Dans ces conditions, on peut, en l'état, laisser indécise la question de fond soulevée par le recourant.

3.                                Le considérant qui précède conduit ainsi le tribunal à admettre le recours et à annuler la décision attaquée. Le dossier est retourné à l'autorité intimée, à charge pour cette dernière de saisir la commission de recours idoine, à charge pour elle de convoquer et d'entendre le recourant, préalablement à toute nouvelle décision. Compte tenu des circonstances, le présent jugement est rendu sans frais.

Par ces motifs
 la Cour de droit administratif et public
du Tribunal cantonal
arrête:

I.                      Le recours est admis.

II.                     La décision rendue le 29 juillet 2008 par la Municipalité de Bière est annulée.

III.                     Le jugement est rendu sans frais.

IV.                    Il n'est pas alloué de dépens.

Lausanne, le 20 octobre 2010

                                                          Le président:                                  

Le présent arrêt est communiqué aux destinataires de l'avis d'envoi ci-joint.
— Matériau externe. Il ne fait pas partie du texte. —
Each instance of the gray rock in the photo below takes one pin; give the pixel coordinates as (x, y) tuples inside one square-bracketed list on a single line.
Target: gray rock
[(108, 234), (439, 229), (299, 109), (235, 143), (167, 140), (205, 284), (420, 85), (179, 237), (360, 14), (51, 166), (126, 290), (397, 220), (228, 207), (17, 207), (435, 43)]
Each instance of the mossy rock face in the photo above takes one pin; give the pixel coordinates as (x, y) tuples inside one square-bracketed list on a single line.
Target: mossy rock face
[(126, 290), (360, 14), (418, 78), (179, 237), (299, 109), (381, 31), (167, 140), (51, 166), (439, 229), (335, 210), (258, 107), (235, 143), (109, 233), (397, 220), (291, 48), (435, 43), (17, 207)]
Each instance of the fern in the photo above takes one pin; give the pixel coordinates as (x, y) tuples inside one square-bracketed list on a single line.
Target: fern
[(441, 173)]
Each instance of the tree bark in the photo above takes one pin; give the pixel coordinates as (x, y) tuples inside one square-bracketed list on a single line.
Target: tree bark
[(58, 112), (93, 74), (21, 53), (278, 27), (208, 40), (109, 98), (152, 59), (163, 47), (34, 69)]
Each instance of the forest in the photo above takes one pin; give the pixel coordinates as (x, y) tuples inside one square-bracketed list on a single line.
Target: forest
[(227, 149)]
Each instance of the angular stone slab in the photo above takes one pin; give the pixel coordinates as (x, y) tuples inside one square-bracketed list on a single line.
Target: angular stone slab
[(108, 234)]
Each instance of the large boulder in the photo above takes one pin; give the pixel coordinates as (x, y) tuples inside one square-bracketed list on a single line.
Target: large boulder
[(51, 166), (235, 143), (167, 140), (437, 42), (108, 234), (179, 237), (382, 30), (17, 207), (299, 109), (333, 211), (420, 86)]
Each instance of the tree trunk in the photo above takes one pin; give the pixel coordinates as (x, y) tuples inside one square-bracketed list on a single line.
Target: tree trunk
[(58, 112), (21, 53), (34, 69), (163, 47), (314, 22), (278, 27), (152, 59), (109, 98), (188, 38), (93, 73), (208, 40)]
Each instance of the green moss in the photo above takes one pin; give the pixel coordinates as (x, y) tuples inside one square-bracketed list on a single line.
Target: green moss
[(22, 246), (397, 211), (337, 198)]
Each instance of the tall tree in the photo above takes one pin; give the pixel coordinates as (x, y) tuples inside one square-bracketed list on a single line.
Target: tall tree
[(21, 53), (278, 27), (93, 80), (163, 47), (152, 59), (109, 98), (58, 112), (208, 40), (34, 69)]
Il peut faire l'objet, dans les trente jours suivant sa notification, d'un recours au Tribunal fédéral. Le recours en matière de droit public s'exerce aux conditions des articles 82 ss de la loi du 17 juin 2005 sur le Tribunal fédéral (LTF - RS 173.110), le recours constitutionnel subsidiaire à celles des articles 113 ss LTF. Le mémoire de recours doit être rédigé dans une langue officielle, indiquer les conclusions, les motifs et les moyens de preuve, et être signé. Les motifs doivent exposer succinctement en quoi l’acte attaqué viole le droit. Les pièces invoquées comme moyens de preuve doivent être jointes au mémoire, pour autant qu’elles soient en mains de la partie; il en va de même de la décision attaquée.